Schließlich treiben diejenigen, die den Schneider für einen Grafen halten, egoistische Motive an. Der Wirt sieht in seiner vortrefflichen Bewirtung eine besondere Werbeaktion für seinen Gasthof. Seine Berechnung geht nicht dahin, später eine besonders hohe Rechnung von dem adligen Gast zu fordern (für solche Wirte, die ihr Angebot und ihre Preise der Zahlungsfähigkeit ihrer Gäste großzügig anpassen, gibt es genügend Beispiele in der Literatur), sondern er ist sogar zu investieren, das heißt mit der Bewirtung Verluste zu machen bereit (vgl. 289). Nicht mit dem Grafen will er sein Geld machen, sondern mit dem Schein von Vornehmheit, den der Graf als sein Gast auf seinen Gasthof werfen wird. Auch hier greift also eine ähnliche Logik wie bei Strapinski und seinem Mantel. Nicht Kleider machen Leute, müsste es hier heißen, sondern – Gäste machen Wirte.

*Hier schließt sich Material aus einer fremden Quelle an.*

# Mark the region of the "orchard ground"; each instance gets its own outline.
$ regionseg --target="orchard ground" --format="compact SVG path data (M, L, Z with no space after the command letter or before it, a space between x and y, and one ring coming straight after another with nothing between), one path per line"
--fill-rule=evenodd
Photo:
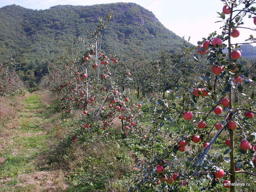
M63 118L55 110L57 104L49 102L49 94L46 91L27 93L1 101L1 106L7 105L10 110L5 114L10 118L1 127L0 191L127 191L126 183L136 171L136 164L145 161L149 146L136 143L132 136L124 138L119 120L108 136L87 133L86 142L65 145L61 141L76 126L73 119L79 114ZM135 94L132 97L136 99ZM146 116L150 105L142 107ZM148 123L147 119L144 126ZM214 122L212 118L207 123ZM174 132L178 128L170 128ZM224 152L226 139L222 135L210 153ZM159 147L170 144L164 139ZM246 182L250 181L243 181ZM192 185L191 190L199 191ZM241 187L246 190L248 187ZM181 191L188 189L184 187ZM227 190L221 184L217 189Z

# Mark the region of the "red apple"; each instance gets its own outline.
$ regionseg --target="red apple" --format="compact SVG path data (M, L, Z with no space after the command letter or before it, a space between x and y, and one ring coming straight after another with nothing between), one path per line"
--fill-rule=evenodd
M217 123L215 124L215 128L217 130L219 130L220 128L222 129L223 128L223 125L218 123Z
M218 172L215 172L214 173L215 176L217 178L221 178L223 177L223 176L225 174L225 172L224 172L223 169L219 169L219 171Z
M187 142L185 140L183 140L183 141L180 141L179 144L181 147L185 147L187 145Z
M230 121L229 123L229 128L232 130L235 130L237 128L237 124L233 121Z
M185 150L186 147L182 147L182 146L179 146L179 151L180 151L183 152Z
M229 14L230 14L230 13L231 12L231 9L230 9L229 7L227 9L227 5L225 5L223 7L223 8L222 8L222 12L223 12L224 14L228 15Z
M206 123L204 121L201 121L197 124L197 127L199 129L203 129L206 127Z
M227 98L224 97L221 100L221 105L223 107L227 107L229 106L229 100Z
M217 44L218 46L222 45L222 41L221 39L220 39L218 37L216 37L216 38L214 38L212 39L212 40L211 41L211 44L215 47L217 47Z
M216 75L219 75L221 73L221 72L223 71L224 69L222 66L218 66L215 65L213 65L211 67L211 71L214 74Z
M246 117L249 117L251 118L252 118L254 116L253 113L251 112L247 112L244 115Z
M226 187L226 188L230 188L230 183L231 182L230 182L230 181L228 181L227 180L224 180L223 181L223 186L224 187Z
M200 140L200 136L199 135L194 135L192 138L192 141L194 143L199 143Z
M241 57L242 54L239 50L236 50L231 53L231 57L233 59L237 59Z
M243 150L247 150L251 148L251 144L247 140L244 139L240 143L240 147Z
M201 92L202 92L202 93L203 94L203 97L206 96L206 95L207 95L208 94L208 93L209 93L209 91L206 90L205 89L202 89L202 90L201 91Z
M203 45L198 45L198 47L197 48L197 52L198 52L198 53L201 54L205 54L206 53L207 53L208 50L207 49L204 49L203 48L203 49L204 50L204 51L202 51L202 50L200 50L200 48L201 47L203 48Z
M222 108L220 106L218 106L215 108L214 112L216 114L220 114L222 112Z
M186 121L189 121L193 117L193 113L190 111L185 112L183 116L184 119Z
M240 34L240 32L236 29L233 29L231 31L231 36L234 38L237 37Z
M163 170L163 167L162 165L158 165L157 167L157 172L158 173L161 173Z
M225 143L226 144L226 145L228 146L228 147L230 147L230 140L229 139L226 139L226 140L225 141Z
M203 47L205 49L209 49L208 44L212 45L211 42L209 41L206 41L203 43Z

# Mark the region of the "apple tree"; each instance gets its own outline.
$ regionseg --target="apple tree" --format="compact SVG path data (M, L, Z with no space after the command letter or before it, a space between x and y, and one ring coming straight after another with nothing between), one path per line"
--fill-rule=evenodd
M232 41L240 29L256 31L255 2L222 1L221 33L211 33L185 51L195 60L199 54L207 57L207 63L197 69L200 81L181 83L166 91L165 99L148 98L155 128L153 136L164 138L169 146L153 151L152 145L152 156L138 164L140 170L129 192L226 188L234 192L237 182L255 180L256 77L251 71L256 63L243 66L240 45L244 43ZM246 17L251 27L243 26ZM246 39L246 43L256 42L252 35ZM220 145L226 146L224 150ZM241 185L239 189L253 190Z

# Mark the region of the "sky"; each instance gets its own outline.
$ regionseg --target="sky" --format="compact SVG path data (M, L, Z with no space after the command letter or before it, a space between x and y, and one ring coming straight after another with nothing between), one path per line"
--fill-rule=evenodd
M220 0L0 0L0 7L15 4L39 10L57 5L87 5L119 2L135 3L152 11L170 31L187 40L190 36L190 42L194 45L209 33L221 31L221 23L214 23L220 19L217 12L221 12L224 5ZM255 27L253 19L247 18L244 22L247 23L245 27ZM240 36L233 38L232 43L244 42L251 34L256 36L255 31L239 30Z

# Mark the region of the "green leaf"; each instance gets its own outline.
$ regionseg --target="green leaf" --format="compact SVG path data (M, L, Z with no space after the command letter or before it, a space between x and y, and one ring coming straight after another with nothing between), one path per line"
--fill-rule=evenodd
M229 148L227 149L227 150L226 150L224 153L223 153L223 154L224 155L226 155L226 154L227 154L228 153L229 153L231 151L231 150Z

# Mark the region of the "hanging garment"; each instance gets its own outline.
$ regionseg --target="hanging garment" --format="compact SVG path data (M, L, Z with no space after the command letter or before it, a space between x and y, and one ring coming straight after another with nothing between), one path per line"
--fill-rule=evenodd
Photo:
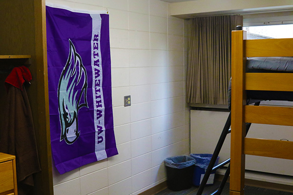
M15 67L5 80L7 92L0 152L16 156L18 194L27 194L34 186L33 174L41 171L32 112L24 86L31 80L25 66Z

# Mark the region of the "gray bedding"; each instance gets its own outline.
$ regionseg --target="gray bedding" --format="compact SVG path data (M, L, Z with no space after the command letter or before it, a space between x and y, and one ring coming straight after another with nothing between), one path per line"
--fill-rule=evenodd
M246 68L249 72L260 69L274 72L293 72L293 57L248 58Z
M293 73L293 57L248 58L246 72ZM264 100L293 101L293 92L247 91L248 104ZM228 105L231 108L231 79L228 89ZM249 103L251 102L251 103Z

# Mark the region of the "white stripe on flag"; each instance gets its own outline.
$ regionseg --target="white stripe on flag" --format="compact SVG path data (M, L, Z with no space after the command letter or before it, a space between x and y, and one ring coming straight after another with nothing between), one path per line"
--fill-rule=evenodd
M105 104L103 94L103 74L101 56L101 26L102 18L100 14L91 14L92 19L91 39L91 65L93 72L93 99L94 119L96 131L95 152L97 160L107 157L105 151Z

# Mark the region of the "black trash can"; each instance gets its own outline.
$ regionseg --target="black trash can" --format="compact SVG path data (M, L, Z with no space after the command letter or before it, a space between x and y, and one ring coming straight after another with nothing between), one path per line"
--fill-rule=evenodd
M195 159L188 156L180 156L165 159L167 171L167 187L173 191L190 188Z

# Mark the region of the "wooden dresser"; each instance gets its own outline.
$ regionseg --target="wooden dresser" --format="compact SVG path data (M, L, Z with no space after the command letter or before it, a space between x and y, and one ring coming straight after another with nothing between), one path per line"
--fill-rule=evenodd
M15 156L0 153L0 195L17 195Z

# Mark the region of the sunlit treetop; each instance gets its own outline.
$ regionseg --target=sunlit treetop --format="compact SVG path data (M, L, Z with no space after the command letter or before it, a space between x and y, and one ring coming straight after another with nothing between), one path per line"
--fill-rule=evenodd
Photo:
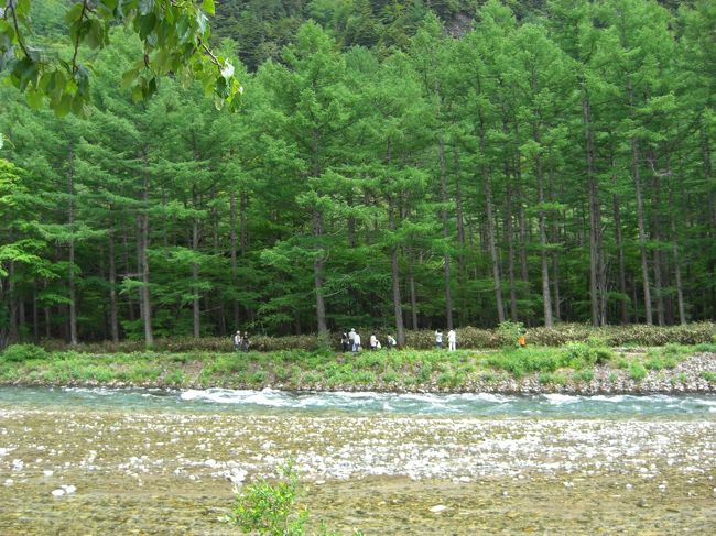
M142 56L122 77L135 100L154 94L158 78L171 73L183 81L198 80L217 108L238 106L242 87L234 66L208 46L214 0L67 2L69 32L52 50L33 39L32 1L0 0L0 77L23 91L33 108L47 105L59 117L86 114L91 69L80 51L107 46L110 29L120 24L142 42Z

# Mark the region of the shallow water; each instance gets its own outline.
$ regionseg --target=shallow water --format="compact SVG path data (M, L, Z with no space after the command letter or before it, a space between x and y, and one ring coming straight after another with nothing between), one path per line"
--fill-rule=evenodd
M231 479L288 459L345 534L713 534L715 405L4 387L0 534L236 534Z
M485 418L638 418L716 420L716 395L393 394L207 389L2 387L0 404L15 407L95 407L181 413L430 415Z

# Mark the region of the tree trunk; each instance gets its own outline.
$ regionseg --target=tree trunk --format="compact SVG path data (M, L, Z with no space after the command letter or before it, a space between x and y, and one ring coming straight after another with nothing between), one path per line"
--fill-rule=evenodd
M140 311L144 326L144 344L150 348L154 344L152 331L152 297L149 281L149 176L142 177L142 208L137 216L139 222L139 236L137 240L139 270L142 276L140 288Z
M199 203L198 198L196 195L196 187L193 187L193 195L192 195L192 200L194 205L194 209L198 210ZM198 253L199 250L199 220L198 218L194 218L193 225L192 225L192 251L194 253ZM202 335L202 304L200 304L200 295L199 295L199 288L198 288L198 282L199 282L199 266L196 262L192 263L192 282L194 283L194 288L192 288L192 292L194 294L194 302L192 304L192 320L193 320L193 326L194 326L194 338L198 339Z
M455 166L455 218L457 220L457 244L459 252L457 255L457 281L459 285L459 305L458 322L464 326L467 324L467 295L465 293L465 222L463 217L463 193L460 187L460 166L457 146L453 147L453 163Z
M631 117L633 118L633 90L631 89L631 86L629 86L629 106L631 108ZM631 139L631 166L634 179L634 196L637 198L637 227L639 228L639 252L641 253L641 278L644 289L646 321L647 324L652 325L653 315L651 308L651 288L649 286L649 263L647 261L647 230L644 226L644 207L643 196L641 194L639 161L639 140L634 136Z
M486 164L482 164L482 188L485 193L485 205L487 208L487 240L489 242L490 258L492 259L492 281L495 283L495 300L497 303L497 318L499 322L503 322L505 305L502 304L500 260L497 255L497 244L495 243L495 221L492 219L492 190L490 187L490 172Z
M36 283L32 286L32 340L40 343L40 308L37 307Z
M388 200L390 230L395 230L395 214L391 200ZM395 315L395 340L399 344L405 343L405 326L403 324L403 304L400 296L400 272L398 270L398 245L390 247L390 280L393 287L393 311Z
M518 321L517 284L514 277L514 230L512 229L512 192L510 190L510 169L505 163L505 238L507 240L507 273L510 284L510 319Z
M417 330L417 295L415 293L415 277L413 275L413 251L409 255L409 287L410 287L410 315L413 331Z
M117 311L117 265L115 260L115 220L109 223L109 331L112 342L119 342L119 320Z
M589 97L584 90L582 95L582 120L585 131L585 147L587 158L587 203L589 205L589 303L592 305L592 325L599 326L599 190L595 174L594 131L592 129L592 109Z
M535 141L539 143L540 138L535 132ZM550 294L550 267L547 265L547 233L545 228L545 215L542 208L544 204L544 177L542 176L542 157L538 154L535 157L535 174L538 179L538 204L540 205L539 225L540 225L540 259L542 261L542 302L544 311L544 326L551 328L554 325L552 320L552 295Z
M679 302L679 324L686 324L684 307L684 286L681 281L681 256L679 254L679 236L676 234L676 219L674 218L674 190L669 188L669 219L671 227L671 253L674 258L674 277L676 278L676 298Z
M449 239L449 230L447 228L447 209L445 205L447 204L447 179L445 172L445 141L443 136L440 136L438 141L440 149L440 197L443 203L443 208L441 209L441 219L443 221L443 239L445 243L444 248L447 248L447 241ZM453 293L451 289L451 254L445 251L443 255L443 280L445 283L445 318L447 320L447 329L453 329Z
M239 285L238 281L238 272L239 272L239 263L237 259L237 237L236 237L236 193L234 189L231 189L231 194L229 195L229 255L231 258L231 286L234 287L234 292L237 292L237 287ZM234 330L236 331L239 327L239 321L240 321L240 313L239 313L239 300L234 298Z
M616 160L615 155L611 156L611 168L616 169ZM615 172L611 176L611 181L617 189L617 173ZM615 193L611 196L612 207L614 207L614 229L615 229L615 240L617 242L617 263L619 265L619 293L621 298L619 299L619 310L621 317L621 324L629 324L629 307L627 304L627 274L625 266L625 253L623 253L623 238L621 236L621 209L619 206L619 196Z
M318 177L318 131L315 129L313 131L312 156L312 173L314 177ZM323 237L323 216L317 206L313 207L311 217L313 221L313 238L315 241L314 248L316 250L316 255L313 260L313 282L314 291L316 293L316 324L318 327L318 336L327 339L328 326L326 324L326 304L323 297L323 270L326 261L319 243L321 238Z
M69 344L77 346L77 296L75 288L75 176L73 160L74 153L70 149L67 172L67 195L69 198Z

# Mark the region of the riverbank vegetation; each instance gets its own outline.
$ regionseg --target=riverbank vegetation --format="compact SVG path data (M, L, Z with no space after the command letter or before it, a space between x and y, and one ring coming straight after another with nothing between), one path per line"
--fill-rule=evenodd
M716 318L712 1L220 4L240 113L122 28L0 85L0 348Z
M693 355L701 355L698 362L687 365ZM710 391L716 389L716 341L609 348L590 338L561 347L360 353L45 352L23 344L0 354L0 383L395 392L669 391L691 385L691 391Z

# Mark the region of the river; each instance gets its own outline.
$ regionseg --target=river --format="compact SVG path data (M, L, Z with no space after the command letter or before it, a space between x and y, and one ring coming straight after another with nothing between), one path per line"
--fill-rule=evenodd
M234 486L290 459L343 534L716 525L713 395L0 387L0 534L237 534Z

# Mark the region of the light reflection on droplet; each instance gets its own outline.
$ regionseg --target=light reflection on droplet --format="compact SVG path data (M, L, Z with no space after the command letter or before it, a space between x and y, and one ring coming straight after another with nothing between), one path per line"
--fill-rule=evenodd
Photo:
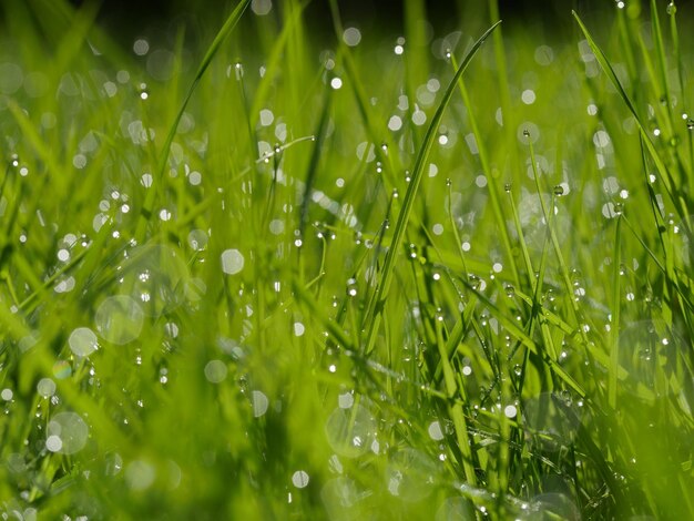
M116 295L101 303L94 316L99 335L111 344L127 344L140 336L144 311L127 295Z
M121 266L121 290L145 315L159 317L184 302L188 268L182 253L164 244L146 244L130 252Z
M253 406L253 416L259 418L267 412L269 400L264 392L254 390L251 392L251 405Z
M416 502L431 493L436 474L436 466L427 454L417 449L400 449L386 466L386 487L391 496Z
M238 249L225 249L222 253L222 270L227 275L236 275L244 268L244 256Z
M53 416L47 430L47 448L63 454L74 454L82 450L89 437L89 427L75 412L59 412Z
M143 460L132 461L125 469L125 482L131 490L142 491L150 488L156 477L154 467Z
M222 360L210 360L205 365L204 372L207 381L210 381L211 384L221 384L226 379L228 369L226 368L226 364L224 364Z
M55 394L55 382L50 378L41 378L37 384L37 392L43 398L50 398Z
M294 484L297 489L306 488L306 486L308 486L308 472L305 470L297 470L292 474L292 484Z
M88 357L99 348L96 335L89 327L78 327L68 339L70 350L80 357Z

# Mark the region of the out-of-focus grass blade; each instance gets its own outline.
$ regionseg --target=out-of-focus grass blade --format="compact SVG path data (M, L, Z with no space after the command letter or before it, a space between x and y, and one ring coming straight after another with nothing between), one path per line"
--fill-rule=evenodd
M417 192L419 190L419 184L421 182L421 177L425 171L425 165L427 164L427 160L429 157L429 153L431 152L431 147L433 145L433 141L436 139L436 133L441 122L441 118L443 118L443 112L450 102L453 91L458 85L458 80L465 72L465 70L477 54L477 51L480 49L484 40L493 32L493 30L499 27L501 20L490 27L484 34L480 37L480 39L474 42L470 52L462 60L462 63L456 71L453 79L448 84L448 89L446 89L446 93L441 99L441 103L433 115L429 127L427 129L427 133L425 134L423 143L419 149L419 153L417 154L417 161L415 163L415 168L412 170L411 181L407 187L407 192L405 194L405 198L402 201L402 207L398 215L398 221L395 225L395 232L392 234L392 241L390 243L390 248L386 254L386 260L384 264L382 278L376 289L376 299L375 299L375 308L372 309L372 315L369 317L367 315L366 319L370 319L369 331L366 339L366 353L370 353L374 347L374 341L376 340L376 335L378 333L378 328L380 326L380 319L382 316L382 307L385 305L385 298L388 295L388 290L390 288L390 284L392 282L392 276L395 272L396 259L400 249L400 245L402 243L402 238L405 237L405 231L407 229L407 225L409 223L410 214L412 212L412 207L415 204L415 198L417 196Z
M616 73L614 72L614 69L608 61L605 53L602 52L602 49L600 49L600 47L598 47L598 43L595 43L595 40L591 35L590 31L588 30L588 28L585 27L585 24L579 17L579 14L575 11L572 11L572 12L573 12L573 18L575 18L576 22L579 23L579 27L581 28L581 31L583 32L583 35L585 37L585 40L588 41L588 44L591 48L591 51L595 55L598 63L600 63L600 67L604 71L604 73L608 74L610 82L616 89L618 93L620 94L620 98L622 98L622 101L626 104L629 111L634 116L636 125L639 126L639 131L641 132L641 135L643 137L643 143L645 144L646 150L649 151L649 154L651 155L651 159L653 160L653 163L655 164L655 168L657 170L660 177L663 180L663 183L665 185L665 188L670 197L675 203L675 205L677 205L681 216L686 216L687 215L686 203L681 196L677 195L678 190L676 187L676 183L673 180L670 171L665 166L665 163L663 162L662 157L655 150L655 145L649 137L646 127L641 121L641 118L639 116L639 113L636 112L634 104L632 103L631 99L624 91L624 88L622 86L622 83L620 82Z

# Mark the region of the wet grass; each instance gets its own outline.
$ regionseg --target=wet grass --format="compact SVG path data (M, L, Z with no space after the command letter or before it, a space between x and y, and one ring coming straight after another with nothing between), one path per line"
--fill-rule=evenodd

Die vornehme Gesellschaft, die sich zu Strapinski setzt, ist auf ihre Weise empfänglich für die Täuschung über seinen gesellschaftlichen Stand. »Denn es waren diejenigen Mitglieder guter Häuser, welche ihr Leben lang zu Hause blieben, deren Verwandte und Genossen aber in aller Welt saßen, weswegen sie selbst die Welt sattsam zu kennen glaubten.« Keine echten Erfahrungen haben sie also von so etwas wie einem polnischen Grafen, die sie mit der Erscheinung Strapinskis abgleichen können. Sondern ohnehin sind sie gezwungen, ihre Begriffe von der Welt an den Personen und Berichten zu bilden, die ihren Weg nach Goldach finden.

Veröffentlicht am 24. Januar 2024. Zuletzt aktualisiert am 24. Januar 2024.